The team demonstrated that their new MRI approach can detect people who have early-stage Parkinson’s disease with 85% accuracy, according to research published in Neurology, the medical journal of the American Academy of Neurology.
Dr Clare Mackay, one of the lead researchers, explains: ‘Our MRI approach showed a very strong difference in connectivity between those who had Parkinson’s disease and those that did not. So much so, that we wondered if it was too good to be true and carried out a validation test in a second group of patients. We got a similar result the second time.’
Claire Bale, Research Communications Manager at Parkinson’s UK, explains: ‘This new research takes us one step closer to diagnosing Parkinson’s at a much earlier stage – one of the biggest challenges facing research into the condition. By using a new, simple scanning technique the team at Oxford University have been able to study levels of activity in the brain which may suggest that Parkinson’s is present. One person every hour is diagnosed with Parkinson’s in the UK, and we hope that the researchers are able to continue to refine their test so that it can one day be part of clinical practice.’
The researchers from the Oxford Parkinson’s Disease Centre also received support from the National Institute for Health Research (NIHR) Oxford Biomedical Research Centre and the NIHR Clinical Research Network: Dementias and neurodegeneration (DeNDRoN).
Parkinson’s disease is characterised by tremor, slow movement, and stiff and inflexible muscles. It's thought to affect around 1 in 500 people, meaning there are an estimated 127,000 people in the UK with the condition. There is currently no cure for the disease, although there are treatments that can reduce symptoms and maintain quality of life for as long as possible.
Parkinson’s disease is caused by the progressive loss of a particular set of nerve cells in the brain, but this damage to nerve cells will have been going on for a long time before symptoms become apparent.
If treatments are to be developed that can slow or halt the progression of the disease before it affects people significantly, the researchers say, we need methods to be able to identify people at risk before symptoms take hold.
Conventional MRI cannot detect early signs of Parkinson’s, so the Oxford researchers used an MRI technique, called resting-state fMRI, in which people are simply required to stay still in the scanner. They used the MRI data to look at the ‘connectivity’, or strength of brain networks, in the basal ganglia – part of the brain known to be involved in Parkinson’s disease.
The team compared 19 people with early-stage Parkinson’s disease while not on medication with 19 healthy people, matched for age and gender. They found that the Parkinson’s patients had much lower connectivity in the basal ganglia.
The researchers were able to define a cut-off or threshold level of connectivity. Falling below this level was able to predict who had Parkinson’s disease with 100% sensitivity (it picked up everyone with Parkinson’s) and 89.5% specificity (it picked up few people without Parkinson’s – there were few false positives).

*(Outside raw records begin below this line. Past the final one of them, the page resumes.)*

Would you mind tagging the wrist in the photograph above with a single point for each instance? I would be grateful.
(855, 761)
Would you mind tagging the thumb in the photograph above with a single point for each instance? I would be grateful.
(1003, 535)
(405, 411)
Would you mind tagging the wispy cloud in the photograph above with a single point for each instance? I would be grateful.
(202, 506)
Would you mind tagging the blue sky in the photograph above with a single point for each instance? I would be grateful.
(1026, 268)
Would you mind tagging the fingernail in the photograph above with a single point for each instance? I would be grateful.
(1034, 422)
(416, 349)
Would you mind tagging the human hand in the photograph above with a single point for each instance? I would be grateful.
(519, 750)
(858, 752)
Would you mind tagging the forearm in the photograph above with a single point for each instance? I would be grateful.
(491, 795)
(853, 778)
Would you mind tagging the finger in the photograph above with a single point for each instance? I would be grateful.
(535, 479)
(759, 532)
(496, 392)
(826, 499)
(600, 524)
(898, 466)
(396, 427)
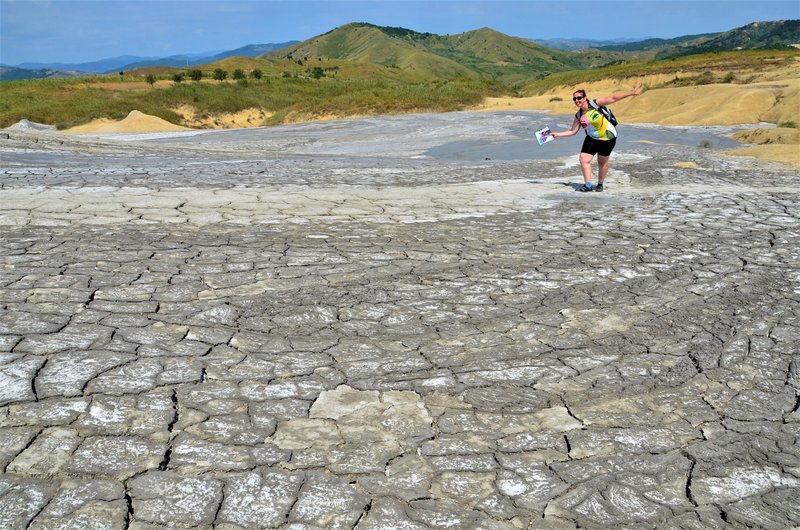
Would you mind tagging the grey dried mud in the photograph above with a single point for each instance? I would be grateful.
(333, 326)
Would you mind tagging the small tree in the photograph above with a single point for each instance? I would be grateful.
(220, 75)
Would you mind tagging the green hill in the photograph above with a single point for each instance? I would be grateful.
(366, 43)
(780, 34)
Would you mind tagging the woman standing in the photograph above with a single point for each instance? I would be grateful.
(601, 135)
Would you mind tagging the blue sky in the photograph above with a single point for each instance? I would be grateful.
(75, 31)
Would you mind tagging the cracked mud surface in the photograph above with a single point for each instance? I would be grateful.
(328, 326)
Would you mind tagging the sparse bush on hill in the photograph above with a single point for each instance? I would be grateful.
(70, 102)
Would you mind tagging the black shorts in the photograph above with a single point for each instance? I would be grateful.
(598, 147)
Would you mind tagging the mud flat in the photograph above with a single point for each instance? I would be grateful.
(398, 322)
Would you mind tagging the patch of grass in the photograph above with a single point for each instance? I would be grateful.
(69, 102)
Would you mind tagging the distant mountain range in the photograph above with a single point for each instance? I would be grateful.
(131, 62)
(479, 53)
(488, 53)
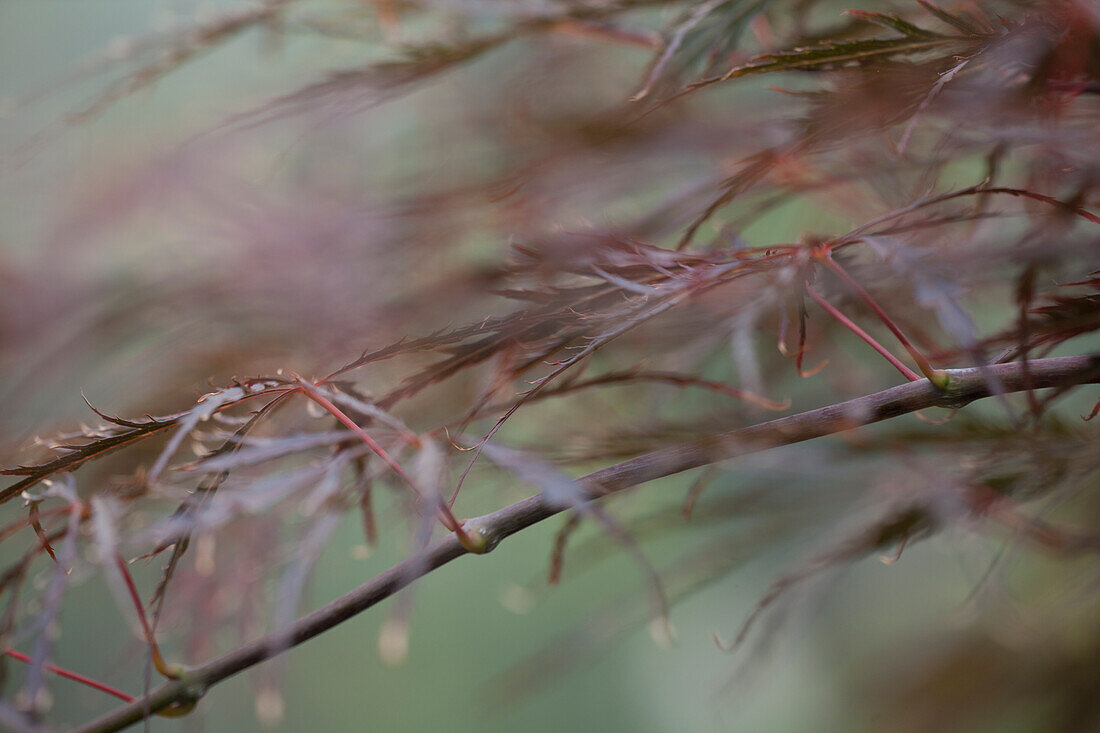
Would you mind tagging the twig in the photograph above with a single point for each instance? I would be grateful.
(964, 386)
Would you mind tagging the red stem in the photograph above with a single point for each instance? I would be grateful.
(866, 297)
(61, 671)
(909, 373)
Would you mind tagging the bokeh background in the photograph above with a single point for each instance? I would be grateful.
(152, 240)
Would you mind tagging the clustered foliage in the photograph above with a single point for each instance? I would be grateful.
(950, 153)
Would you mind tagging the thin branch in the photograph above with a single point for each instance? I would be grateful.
(964, 386)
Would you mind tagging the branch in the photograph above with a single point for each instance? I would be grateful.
(965, 385)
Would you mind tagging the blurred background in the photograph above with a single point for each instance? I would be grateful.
(184, 199)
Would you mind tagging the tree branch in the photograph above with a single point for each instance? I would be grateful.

Dr Michele Hu of the Nuffield Department of Clinical Neurosciences is one of the joint lead researchers. She said: ‘We think that our MRI test will be relevant for diagnosis of Parkinson’s. We tested it in people with early-stage Parkinson’s. But because it is so sensitive in these patients, we hope it will be able to predict who is at risk of disease before any symptoms have developed. However, this is something that we still have to show in further research.’
The scientists applied their MRI test to a second group of 13 early-stage Parkinson’s patients as a validation of the approach. They correctly identified 11 out of the 13 patients (85% accuracy).
The researchers are now carrying out further studies of their MRI technique with people who are at increased risk of Parkinson’s.